Surveys consistently find that nearly three-quarters of those polled support bringing net migration down to the tens of thousands a year - or less. But Government proposals to limit the number of skilled workers coming to the UK from outside the EU have prompted concerns from business.

How do we square the circle and provide enough labour capacity to support an ageing population while safeguarding jobs for the rising generation of graduates, apprentices and those who are keen to extend their working lives?

Quality is the key and I support the Government’s desire to attract only the brightest and best to Britain.

Controlling who comes into the country is a tough ask particularly after the last Government’s open door policy which meant net migration broke all records reaching an unprecedented 2.2m.

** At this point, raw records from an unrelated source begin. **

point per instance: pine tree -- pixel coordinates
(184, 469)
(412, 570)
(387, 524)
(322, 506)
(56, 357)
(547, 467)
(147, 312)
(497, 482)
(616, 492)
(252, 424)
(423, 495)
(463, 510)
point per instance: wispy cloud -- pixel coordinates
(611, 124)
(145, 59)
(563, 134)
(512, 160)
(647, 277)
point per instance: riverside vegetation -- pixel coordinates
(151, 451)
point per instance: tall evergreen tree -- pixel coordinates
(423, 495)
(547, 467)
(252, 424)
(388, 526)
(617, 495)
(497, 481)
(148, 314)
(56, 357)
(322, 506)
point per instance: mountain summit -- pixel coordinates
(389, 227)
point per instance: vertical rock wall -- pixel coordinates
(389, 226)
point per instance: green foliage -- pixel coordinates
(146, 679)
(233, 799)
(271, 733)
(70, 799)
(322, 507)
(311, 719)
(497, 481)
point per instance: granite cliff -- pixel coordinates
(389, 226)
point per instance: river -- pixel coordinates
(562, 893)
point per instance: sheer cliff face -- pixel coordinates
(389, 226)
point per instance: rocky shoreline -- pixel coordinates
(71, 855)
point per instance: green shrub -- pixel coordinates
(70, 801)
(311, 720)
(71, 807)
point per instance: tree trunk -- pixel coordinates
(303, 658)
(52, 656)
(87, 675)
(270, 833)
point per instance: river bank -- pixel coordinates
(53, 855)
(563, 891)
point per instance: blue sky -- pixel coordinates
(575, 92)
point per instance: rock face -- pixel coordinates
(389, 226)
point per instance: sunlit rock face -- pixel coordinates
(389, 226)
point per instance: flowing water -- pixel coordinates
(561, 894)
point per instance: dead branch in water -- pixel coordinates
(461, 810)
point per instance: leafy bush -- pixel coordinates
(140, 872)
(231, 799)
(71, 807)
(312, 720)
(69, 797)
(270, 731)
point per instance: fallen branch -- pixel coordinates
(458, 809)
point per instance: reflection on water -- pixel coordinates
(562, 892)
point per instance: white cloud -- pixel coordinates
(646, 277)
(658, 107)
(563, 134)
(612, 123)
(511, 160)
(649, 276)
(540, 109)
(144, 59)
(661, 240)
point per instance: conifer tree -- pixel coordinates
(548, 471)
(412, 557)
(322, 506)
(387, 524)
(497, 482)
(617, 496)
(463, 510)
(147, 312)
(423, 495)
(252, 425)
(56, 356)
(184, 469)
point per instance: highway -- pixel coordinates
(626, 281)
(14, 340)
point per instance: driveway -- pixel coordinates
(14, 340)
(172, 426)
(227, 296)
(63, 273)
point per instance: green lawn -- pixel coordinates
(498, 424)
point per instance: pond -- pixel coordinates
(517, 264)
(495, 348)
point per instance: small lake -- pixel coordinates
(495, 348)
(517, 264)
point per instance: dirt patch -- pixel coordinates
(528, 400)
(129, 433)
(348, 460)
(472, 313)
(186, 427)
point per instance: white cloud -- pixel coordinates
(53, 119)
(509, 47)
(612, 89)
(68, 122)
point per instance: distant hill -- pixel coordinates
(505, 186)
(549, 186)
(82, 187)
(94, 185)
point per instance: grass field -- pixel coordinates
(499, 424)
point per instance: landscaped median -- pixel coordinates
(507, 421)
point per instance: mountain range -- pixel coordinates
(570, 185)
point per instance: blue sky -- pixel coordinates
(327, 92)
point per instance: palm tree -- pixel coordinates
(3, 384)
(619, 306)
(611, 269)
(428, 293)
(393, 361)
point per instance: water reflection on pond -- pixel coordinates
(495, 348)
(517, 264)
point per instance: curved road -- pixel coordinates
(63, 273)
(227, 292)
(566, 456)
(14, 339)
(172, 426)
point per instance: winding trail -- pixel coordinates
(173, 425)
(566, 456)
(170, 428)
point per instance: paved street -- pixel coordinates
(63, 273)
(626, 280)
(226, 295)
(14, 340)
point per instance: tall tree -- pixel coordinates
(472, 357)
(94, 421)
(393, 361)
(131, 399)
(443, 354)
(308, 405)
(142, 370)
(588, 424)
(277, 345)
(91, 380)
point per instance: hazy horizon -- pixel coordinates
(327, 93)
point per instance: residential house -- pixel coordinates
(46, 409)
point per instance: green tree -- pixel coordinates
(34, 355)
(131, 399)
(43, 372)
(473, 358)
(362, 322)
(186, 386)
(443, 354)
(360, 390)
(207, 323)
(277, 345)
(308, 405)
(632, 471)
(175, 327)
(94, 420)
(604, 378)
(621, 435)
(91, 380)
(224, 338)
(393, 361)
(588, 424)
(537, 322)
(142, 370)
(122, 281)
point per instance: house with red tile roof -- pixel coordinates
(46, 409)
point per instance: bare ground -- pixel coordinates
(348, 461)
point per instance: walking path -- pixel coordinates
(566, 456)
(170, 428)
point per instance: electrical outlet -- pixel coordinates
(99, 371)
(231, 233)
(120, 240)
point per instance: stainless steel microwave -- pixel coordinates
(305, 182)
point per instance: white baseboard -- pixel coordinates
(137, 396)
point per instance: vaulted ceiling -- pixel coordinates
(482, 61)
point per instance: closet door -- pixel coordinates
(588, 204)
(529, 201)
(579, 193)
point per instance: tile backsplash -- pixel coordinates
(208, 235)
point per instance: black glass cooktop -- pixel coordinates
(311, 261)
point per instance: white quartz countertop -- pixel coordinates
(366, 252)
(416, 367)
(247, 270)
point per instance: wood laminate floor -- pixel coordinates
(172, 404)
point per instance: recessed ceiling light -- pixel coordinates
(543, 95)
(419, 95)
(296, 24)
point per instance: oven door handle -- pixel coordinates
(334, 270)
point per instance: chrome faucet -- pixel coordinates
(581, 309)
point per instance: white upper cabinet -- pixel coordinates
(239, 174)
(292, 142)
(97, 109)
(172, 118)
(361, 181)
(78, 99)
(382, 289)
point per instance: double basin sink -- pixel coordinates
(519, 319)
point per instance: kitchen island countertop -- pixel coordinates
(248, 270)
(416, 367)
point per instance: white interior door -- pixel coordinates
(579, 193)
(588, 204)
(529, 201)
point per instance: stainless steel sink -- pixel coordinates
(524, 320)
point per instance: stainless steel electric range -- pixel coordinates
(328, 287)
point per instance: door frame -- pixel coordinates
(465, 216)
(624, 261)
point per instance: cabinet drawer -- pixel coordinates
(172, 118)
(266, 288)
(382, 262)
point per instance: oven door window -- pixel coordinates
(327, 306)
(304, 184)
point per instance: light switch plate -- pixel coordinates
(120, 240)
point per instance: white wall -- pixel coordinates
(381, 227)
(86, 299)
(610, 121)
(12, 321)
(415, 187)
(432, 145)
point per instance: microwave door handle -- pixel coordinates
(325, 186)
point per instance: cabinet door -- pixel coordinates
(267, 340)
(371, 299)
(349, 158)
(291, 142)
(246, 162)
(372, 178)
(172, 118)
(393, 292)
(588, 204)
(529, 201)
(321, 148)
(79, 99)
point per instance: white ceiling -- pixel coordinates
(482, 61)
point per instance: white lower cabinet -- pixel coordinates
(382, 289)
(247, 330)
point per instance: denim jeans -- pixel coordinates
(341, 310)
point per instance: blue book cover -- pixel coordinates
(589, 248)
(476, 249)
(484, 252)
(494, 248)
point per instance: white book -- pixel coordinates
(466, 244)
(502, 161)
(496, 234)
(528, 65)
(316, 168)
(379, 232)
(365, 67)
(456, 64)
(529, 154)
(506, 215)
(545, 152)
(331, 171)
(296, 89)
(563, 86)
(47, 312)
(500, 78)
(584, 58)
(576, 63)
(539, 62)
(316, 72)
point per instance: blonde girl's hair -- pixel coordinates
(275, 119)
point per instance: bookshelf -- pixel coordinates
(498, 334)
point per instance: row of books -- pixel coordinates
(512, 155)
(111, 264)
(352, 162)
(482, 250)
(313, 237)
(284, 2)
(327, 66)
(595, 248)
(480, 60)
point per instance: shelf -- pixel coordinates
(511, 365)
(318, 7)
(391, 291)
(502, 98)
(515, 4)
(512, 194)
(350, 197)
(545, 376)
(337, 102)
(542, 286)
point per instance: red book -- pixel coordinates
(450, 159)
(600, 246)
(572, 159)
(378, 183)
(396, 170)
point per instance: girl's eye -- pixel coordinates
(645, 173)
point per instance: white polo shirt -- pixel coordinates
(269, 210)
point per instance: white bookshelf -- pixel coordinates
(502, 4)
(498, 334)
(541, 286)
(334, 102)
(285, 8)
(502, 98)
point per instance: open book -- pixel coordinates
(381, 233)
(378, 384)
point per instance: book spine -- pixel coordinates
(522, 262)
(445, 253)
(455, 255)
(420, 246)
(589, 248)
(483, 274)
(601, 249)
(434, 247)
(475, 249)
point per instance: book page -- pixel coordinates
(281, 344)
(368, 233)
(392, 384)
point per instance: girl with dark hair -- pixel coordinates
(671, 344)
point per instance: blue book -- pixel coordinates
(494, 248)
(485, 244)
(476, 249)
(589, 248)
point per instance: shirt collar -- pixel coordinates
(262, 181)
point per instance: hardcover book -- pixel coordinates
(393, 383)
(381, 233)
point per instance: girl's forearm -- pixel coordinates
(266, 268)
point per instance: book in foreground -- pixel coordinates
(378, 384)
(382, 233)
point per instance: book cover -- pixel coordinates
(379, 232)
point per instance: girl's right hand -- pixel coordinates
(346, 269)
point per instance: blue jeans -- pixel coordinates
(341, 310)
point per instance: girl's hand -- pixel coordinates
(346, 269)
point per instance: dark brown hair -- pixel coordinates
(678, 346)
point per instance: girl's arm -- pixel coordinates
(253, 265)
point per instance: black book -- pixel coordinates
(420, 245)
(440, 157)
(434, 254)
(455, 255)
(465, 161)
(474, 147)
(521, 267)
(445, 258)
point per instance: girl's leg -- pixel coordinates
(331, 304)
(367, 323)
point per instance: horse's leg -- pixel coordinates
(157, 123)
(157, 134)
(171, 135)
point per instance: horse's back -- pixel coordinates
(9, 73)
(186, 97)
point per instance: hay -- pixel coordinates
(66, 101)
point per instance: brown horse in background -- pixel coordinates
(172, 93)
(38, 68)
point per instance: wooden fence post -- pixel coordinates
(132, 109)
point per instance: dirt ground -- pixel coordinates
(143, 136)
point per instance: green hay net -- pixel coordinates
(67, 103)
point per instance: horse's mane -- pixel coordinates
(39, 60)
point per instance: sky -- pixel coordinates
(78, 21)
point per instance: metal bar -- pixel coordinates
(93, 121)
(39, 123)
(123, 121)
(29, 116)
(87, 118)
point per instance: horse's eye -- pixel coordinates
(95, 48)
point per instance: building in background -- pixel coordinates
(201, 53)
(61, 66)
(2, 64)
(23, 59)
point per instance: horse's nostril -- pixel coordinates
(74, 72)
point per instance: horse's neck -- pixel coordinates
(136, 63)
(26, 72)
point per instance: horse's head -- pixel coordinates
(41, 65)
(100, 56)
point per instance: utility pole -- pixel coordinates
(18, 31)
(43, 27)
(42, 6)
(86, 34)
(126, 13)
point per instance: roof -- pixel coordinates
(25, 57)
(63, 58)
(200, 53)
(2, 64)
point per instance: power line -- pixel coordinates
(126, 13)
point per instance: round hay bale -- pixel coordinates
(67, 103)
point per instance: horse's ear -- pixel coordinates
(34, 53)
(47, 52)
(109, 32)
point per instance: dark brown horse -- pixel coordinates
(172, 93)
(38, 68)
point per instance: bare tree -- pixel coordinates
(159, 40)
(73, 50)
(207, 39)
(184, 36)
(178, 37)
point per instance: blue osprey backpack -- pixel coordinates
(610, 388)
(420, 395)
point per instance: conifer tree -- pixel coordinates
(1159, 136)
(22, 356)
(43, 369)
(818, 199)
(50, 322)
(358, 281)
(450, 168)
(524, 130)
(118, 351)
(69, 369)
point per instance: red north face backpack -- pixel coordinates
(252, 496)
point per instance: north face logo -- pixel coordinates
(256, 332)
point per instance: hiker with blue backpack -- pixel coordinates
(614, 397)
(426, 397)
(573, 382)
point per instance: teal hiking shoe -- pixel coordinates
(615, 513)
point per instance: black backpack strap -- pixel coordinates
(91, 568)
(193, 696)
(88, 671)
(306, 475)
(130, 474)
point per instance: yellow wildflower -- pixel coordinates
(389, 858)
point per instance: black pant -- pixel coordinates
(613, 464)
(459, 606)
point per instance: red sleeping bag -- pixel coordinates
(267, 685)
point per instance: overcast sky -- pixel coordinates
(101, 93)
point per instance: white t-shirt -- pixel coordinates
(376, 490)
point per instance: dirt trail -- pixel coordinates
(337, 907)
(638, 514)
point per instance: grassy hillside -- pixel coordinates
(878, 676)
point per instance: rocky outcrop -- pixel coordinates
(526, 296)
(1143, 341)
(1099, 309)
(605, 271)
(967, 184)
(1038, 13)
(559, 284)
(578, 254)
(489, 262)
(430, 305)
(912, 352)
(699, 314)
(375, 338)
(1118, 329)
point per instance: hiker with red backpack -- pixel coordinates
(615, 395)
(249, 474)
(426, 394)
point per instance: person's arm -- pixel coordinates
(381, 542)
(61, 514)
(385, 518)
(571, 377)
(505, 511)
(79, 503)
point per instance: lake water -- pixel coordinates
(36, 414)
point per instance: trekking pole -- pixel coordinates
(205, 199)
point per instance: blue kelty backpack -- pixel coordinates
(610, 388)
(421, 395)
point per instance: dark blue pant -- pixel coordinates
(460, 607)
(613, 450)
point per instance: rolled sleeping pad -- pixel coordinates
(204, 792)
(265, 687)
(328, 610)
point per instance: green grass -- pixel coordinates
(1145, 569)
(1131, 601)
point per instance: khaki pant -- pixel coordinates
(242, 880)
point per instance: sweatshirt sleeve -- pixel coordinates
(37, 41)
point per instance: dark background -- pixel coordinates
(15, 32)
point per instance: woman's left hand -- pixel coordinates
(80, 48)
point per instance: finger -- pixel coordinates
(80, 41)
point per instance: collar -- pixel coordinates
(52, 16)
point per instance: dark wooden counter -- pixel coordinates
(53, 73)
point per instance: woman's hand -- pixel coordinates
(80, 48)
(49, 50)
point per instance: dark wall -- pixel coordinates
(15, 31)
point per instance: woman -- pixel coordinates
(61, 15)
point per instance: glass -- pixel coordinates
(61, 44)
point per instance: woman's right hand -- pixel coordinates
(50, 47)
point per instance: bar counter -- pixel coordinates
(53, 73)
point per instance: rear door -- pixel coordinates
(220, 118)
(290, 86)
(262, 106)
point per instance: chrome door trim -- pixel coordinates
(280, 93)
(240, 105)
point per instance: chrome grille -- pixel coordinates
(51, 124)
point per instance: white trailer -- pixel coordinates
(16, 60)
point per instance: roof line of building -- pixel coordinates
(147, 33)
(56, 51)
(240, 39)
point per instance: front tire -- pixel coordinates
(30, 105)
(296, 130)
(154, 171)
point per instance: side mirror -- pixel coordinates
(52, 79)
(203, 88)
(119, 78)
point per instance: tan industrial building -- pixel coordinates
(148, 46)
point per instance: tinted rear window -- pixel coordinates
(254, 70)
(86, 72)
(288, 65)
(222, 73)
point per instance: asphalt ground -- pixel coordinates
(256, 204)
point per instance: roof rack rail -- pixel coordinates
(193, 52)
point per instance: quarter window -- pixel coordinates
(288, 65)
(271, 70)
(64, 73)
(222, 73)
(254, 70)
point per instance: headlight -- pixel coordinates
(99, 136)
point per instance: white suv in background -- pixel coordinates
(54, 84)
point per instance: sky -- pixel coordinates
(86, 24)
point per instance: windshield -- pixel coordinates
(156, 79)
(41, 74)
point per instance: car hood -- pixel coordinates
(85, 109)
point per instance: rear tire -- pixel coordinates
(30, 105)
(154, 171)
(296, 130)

Immediately after coming to power this Government started to get a grip on the situation by turning its attention to all the main routes of entry - work, family and education.

Very clear in most people’s minds is the need to break the automatic link between temporary routes and permanent settlement. And that’s our goal.

Within weeks we introduced reforms to the student visa system – the single largest route of entry. We brought in new restrictions to limit students bringing dependants and ended the post-study work option for all but the very brightest. Our measures will be fully in place by next year and we estimate that this measure alone will cut net migration by more than 60,000.

The spotlight has now been turned on the family route. We are looking at extending the length of time before settlement – and access to benefits – can be granted. In addition we are putting an end to the assumption that settlement will be available to those who enter the UK on the skilled worker route. After almost two years of increasing net migration, the figures stabilised in the last quarter. We expect economic migration to fall by a fifth compared with 2009.

So we’ve made progress in unwinding the previous Government’s legacy. But a changing demographic combined with skills shortages call for a sense of proportion and adjustment on all sides.